La caresse de la lumière du soleil sur son visage, peut-être, plus douce que ce dont il avait l’habitude. Les bruits lointains dont il prenait un peu plus conscience à chaque seconde qui passait - des pas feutrés, des voix étouffées. Plus près, le chant vaguement familier d'un oiseau. Un de ceux qu’on trouve pas vraiment, au sud. Avec un soupir, il s’enfouit un peu plus dans un matelas et un oreiller dont le confort, après ces dernières semaines (ces dernières années), était aussi oublié que bienvenu.
Entre ses doigts, il sentit les siens commencer à bouger, et il resserra son étreinte.
Il était bien. Vraiment bien. Ca aussi, il avait oublié ce que ça faisait.
Quand il ouvrit les yeux, elle était déjà réveillée. A peine - ses paupières luttant pour ne pas se refermer, ses pupilles encore pleines de sommeil. Quand elles se posèrent sur lui, il vit l’étonnement, le temps d’une seconde. Le choc, puis le souvenir des derniers jours, les pièces du puzzle se remettant en place doucement.
Elle se rapprocha un peu, à peine. Son regard se posa sur leurs mains, et les extrémités de leurs doigts, toujours enlacés. Ils avaient certainement dû s’endormir comme ça. Ils n'avaient pas beaucoup parlé, trop fatigués - épuisés, même. Dehors, le château de Carmélide vivait la plus grande célébration qu’il n’ait jamais vu, burgondes comme bretons fêtant la fin tant attendue de la tyrannie de Lancelot sous les litres de vin, dansant sur tout le domaine au rythme des chants sonores de chacun, des rires.
Mais il l’avait bien vu, qu’elle aurait préféré être ailleurs. Au calme. Lui aussi d’ailleurs, avec elle de préférence. Quand il l’avait doucement attirée par le bras, elle n’avait rien dit - elle avait juste souri, et s’était accrochée au sien alors qu’ils s’éclipsaient, avançaient sous la nuit parsemée d’étoiles, sous les alcôves du château jusqu’à l’étage des chambres.
A ce moment précis, il avait eu l’impression que ses bras enlacés autour du sien était la seule chose qui le centrait. Le maintenait debout, au milieu de tout ce bazar qui recommençait.
- Vous dormez avec moi ce soir, pas vrai?
Ils étaient arrivés à la porte de sa chambre, et il l’avait regardée avec un froncement de sourcils. Certes, on lui avait attribué sa propre chambre, certainement pour que chez elle, la princesse de Carmélide si longtemps disparue puisse être tranquille.

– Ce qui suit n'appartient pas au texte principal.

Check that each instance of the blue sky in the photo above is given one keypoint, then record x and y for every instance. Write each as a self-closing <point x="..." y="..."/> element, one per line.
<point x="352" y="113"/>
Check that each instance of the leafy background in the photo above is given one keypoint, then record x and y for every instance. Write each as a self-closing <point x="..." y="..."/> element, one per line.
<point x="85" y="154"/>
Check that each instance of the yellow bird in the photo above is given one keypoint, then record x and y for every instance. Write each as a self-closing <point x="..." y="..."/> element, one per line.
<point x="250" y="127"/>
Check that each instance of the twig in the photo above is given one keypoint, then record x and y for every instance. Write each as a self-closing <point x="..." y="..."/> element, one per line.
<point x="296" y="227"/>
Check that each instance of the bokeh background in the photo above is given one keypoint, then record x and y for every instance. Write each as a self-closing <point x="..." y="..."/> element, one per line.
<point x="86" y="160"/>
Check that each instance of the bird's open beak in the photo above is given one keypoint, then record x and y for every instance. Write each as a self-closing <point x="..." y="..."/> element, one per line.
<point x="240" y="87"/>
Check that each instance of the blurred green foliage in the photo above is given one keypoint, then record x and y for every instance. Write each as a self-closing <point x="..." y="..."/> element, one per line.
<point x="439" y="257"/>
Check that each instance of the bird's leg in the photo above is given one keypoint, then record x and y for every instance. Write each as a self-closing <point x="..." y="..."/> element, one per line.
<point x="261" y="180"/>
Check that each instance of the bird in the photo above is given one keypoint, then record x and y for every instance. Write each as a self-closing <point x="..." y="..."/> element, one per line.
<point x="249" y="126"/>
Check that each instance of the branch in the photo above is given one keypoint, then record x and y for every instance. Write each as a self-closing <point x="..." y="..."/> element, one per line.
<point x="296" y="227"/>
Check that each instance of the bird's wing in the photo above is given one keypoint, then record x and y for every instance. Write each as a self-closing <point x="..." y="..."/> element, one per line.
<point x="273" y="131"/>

Mais depuis le premier soir - ce soir où il avait réalisé, osé, ce soir où les fleurs de sa couronne de mariage lui avaient chatouillé la nuque alors qu’elle entrelaçait ses bras autour de son cou - il ne l’avait pas utilisée une seule fois.

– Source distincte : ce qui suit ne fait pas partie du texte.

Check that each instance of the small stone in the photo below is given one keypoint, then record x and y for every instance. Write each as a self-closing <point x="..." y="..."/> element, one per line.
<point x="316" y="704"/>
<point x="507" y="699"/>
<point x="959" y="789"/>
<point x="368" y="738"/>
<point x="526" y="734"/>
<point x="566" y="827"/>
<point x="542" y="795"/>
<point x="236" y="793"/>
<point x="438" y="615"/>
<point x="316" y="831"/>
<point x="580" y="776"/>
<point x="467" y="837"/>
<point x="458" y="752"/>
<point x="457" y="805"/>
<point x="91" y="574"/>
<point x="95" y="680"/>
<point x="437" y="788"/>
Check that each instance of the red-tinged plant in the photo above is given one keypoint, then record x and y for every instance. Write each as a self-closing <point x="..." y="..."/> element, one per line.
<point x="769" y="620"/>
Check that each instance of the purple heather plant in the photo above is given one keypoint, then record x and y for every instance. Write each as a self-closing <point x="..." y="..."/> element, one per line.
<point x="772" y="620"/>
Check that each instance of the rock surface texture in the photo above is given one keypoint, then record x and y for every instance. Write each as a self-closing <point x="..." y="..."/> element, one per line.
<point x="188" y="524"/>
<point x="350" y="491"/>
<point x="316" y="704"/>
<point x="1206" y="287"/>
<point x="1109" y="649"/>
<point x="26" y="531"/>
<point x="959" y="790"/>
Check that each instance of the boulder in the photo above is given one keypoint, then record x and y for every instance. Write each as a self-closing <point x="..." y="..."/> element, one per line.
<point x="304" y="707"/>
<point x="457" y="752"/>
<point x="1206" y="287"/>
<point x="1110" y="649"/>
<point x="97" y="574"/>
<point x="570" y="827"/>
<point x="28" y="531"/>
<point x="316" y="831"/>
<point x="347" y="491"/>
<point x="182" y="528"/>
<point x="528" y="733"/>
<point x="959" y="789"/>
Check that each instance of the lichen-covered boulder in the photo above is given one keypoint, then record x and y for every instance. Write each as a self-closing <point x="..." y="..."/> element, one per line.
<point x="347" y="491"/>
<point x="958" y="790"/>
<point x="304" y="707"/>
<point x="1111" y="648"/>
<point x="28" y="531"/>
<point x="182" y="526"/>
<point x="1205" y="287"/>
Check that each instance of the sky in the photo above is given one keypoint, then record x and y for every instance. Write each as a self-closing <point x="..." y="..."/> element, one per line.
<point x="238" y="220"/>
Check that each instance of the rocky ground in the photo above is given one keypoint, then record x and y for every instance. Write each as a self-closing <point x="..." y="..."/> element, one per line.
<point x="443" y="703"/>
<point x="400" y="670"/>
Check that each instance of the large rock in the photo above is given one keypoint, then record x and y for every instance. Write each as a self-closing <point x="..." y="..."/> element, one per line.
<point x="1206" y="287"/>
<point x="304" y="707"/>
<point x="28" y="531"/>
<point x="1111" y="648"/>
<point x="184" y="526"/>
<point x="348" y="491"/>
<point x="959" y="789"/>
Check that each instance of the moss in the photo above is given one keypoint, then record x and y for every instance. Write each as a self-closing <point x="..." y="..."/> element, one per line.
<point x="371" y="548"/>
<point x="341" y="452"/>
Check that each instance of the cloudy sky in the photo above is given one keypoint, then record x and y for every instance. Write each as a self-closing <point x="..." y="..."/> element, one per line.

Elle avait eu l’air si hésitante, pourtant. Inquiète. Alors il avait ravalé sa blague et son roulement d’yeux, et s’était contenté d'acquiescer.
Sous les draps, il sentit la main de sa femme se refermer sur sa chemise. Elle ne le regardait toujours pas, mais lui la regardait. Ses yeux bruns, son nez fin. Les boucles qui lui encadraient le visage et sur lesquelles se reflétaient la lumière du jour, l’épaule nue qui dépassait de sa robe, et contre laquelle il avait envie de se blottir. Ses tâches de rousseur. Toutes ces années, il avait eu peur d’oublier ses traits - il veillerait à les mémoriser un à un, désormais.

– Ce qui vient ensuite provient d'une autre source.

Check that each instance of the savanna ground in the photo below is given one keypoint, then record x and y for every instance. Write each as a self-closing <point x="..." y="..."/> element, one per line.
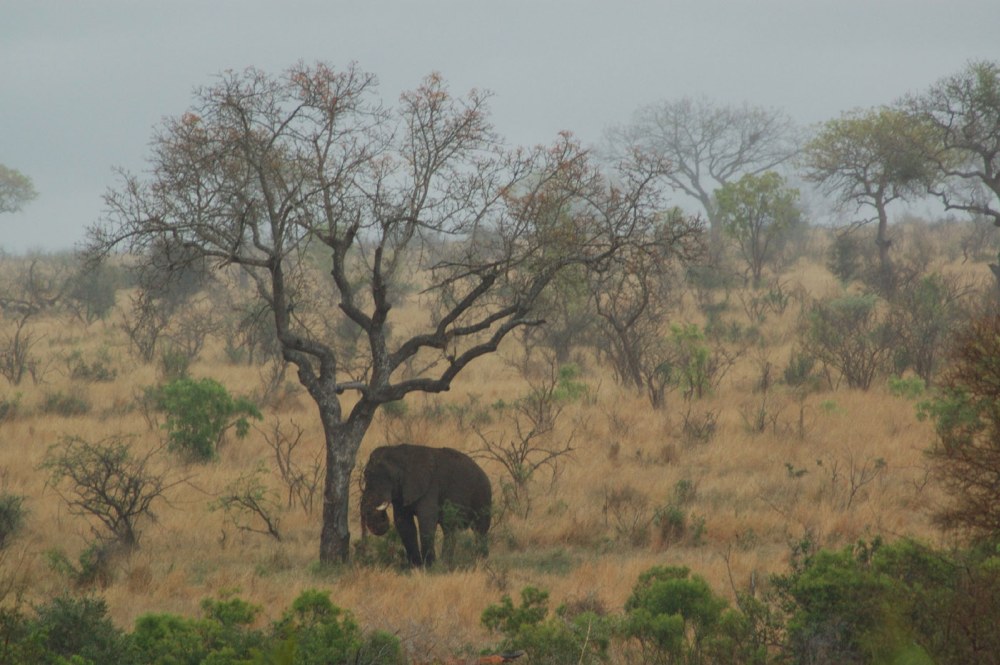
<point x="773" y="467"/>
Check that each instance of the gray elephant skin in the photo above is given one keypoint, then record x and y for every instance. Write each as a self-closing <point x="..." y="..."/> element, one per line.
<point x="431" y="486"/>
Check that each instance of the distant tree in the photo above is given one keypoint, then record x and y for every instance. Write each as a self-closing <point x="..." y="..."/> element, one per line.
<point x="709" y="144"/>
<point x="632" y="298"/>
<point x="109" y="481"/>
<point x="963" y="113"/>
<point x="16" y="189"/>
<point x="756" y="211"/>
<point x="870" y="159"/>
<point x="273" y="174"/>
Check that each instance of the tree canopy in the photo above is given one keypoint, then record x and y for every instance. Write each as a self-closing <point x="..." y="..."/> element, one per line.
<point x="709" y="144"/>
<point x="962" y="113"/>
<point x="16" y="190"/>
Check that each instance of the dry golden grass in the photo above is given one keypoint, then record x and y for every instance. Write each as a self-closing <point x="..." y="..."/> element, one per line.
<point x="806" y="474"/>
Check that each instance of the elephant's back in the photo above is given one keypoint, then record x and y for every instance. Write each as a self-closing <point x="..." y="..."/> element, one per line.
<point x="465" y="473"/>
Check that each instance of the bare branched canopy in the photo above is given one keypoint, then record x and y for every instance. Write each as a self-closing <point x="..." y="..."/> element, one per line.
<point x="307" y="182"/>
<point x="963" y="114"/>
<point x="709" y="145"/>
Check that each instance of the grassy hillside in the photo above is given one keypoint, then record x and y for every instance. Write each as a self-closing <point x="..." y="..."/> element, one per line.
<point x="760" y="466"/>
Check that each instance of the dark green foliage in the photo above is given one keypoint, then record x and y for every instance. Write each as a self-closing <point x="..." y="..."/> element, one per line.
<point x="672" y="617"/>
<point x="222" y="636"/>
<point x="12" y="515"/>
<point x="846" y="257"/>
<point x="68" y="627"/>
<point x="97" y="370"/>
<point x="877" y="603"/>
<point x="93" y="567"/>
<point x="926" y="316"/>
<point x="583" y="638"/>
<point x="315" y="632"/>
<point x="199" y="413"/>
<point x="65" y="404"/>
<point x="91" y="292"/>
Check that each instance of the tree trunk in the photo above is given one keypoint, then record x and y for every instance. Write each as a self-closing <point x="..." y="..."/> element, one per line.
<point x="343" y="440"/>
<point x="886" y="278"/>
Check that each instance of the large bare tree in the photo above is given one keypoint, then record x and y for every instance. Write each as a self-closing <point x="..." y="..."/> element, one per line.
<point x="869" y="159"/>
<point x="307" y="183"/>
<point x="709" y="144"/>
<point x="963" y="114"/>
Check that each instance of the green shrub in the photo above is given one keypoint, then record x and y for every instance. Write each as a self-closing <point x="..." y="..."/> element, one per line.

Son pouce glissa vers les cicatrices de son poignet droit, et il se figea, ses yeux remontant immédiatement vers les siens. Mais elle ne s’arrêta pas - au contraire. Avec un petit sourire rassurant, éphémère, elle souleva légèrement sa main pour mieux observer les marques de son désespoir gravées dans sa chair.
Dans un bain que je vous ai moi-même fait couler.
Il n’était pas certain de combien de temps ils restèrent comme ça, mais il fut le premier à briser le silence.
- J’ai recommencé.
- Je sais.
Pas le moindre signe d’incompréhension, de doute. Il n’eut pas à préciser plus que ça, et son cœur se tordit dans sa poitrine. La honte, sans doute. Le regret, peut-être. Les remords.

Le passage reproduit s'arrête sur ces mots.